More damning is the view from David Webb, a former investment banker and commentator on Hong Kong affairs, having lived there since 1991.
Writing on his personal blog, webb-site.com, he warns that Hong Kong is “living on borrowed time”.
“The promise of no change to HK’s legal system for 50 years from 1997 now has only 31 years to run, and HSBC’s decision had to be a long-term choice in that timeframe,” he writes.
“It simply couldn’t take the risk of shifting headquarters to Hong Kong and subsequently being perceived as a ‘Chinese’ bank in its global markets. Its choice of headquarters would also have factored into its global funding costs.
“Paying a UK levy at the reduced rate of 0.05% to 0.10% (from 2021 onwards) was on balance a better choice than the possible higher funding costs of future ‘China risk’.”
Webb points out that threatening to leave the UK, HSBC and fellow Asian-focused peer Standard Chartered were victorious last summer in persuading the UK government to cut a bank levy on global liabilities and instead introduce an 8% surcharge on UK banking profits.
The levy had placed both banks at a competitive disadvantage to global banks headquartered outside the UK, who were not charged on their non-UK business.
Obviously, not everyone on the ground agrees with this assessment of Hong Kong as a Chinese “service centre”, but rather there is a belief that multinationals are increasingly looking east as a base for their operations.
Norman Chan, chief executive of the Hong Kong Monetary Authority, stresses that the territory is the “premier banking and financial hub in Asia”, with all but one of the 30 global systemically important banks operating there.

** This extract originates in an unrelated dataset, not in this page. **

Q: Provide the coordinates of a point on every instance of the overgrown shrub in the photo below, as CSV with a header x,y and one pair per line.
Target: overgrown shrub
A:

With a canny unscrambling of the HSBC acronym, he states: “We note that The Hongkong and Shanghai Banking Corporation, which is headquartered in Hong Kong, has all along been the biggest source of profits for the HSBC Group, which will continue to use Hong Kong as the headquarters to grow and develop its business in the Asia Pacific region, including the major business investment plans in the Pearl River Delta.”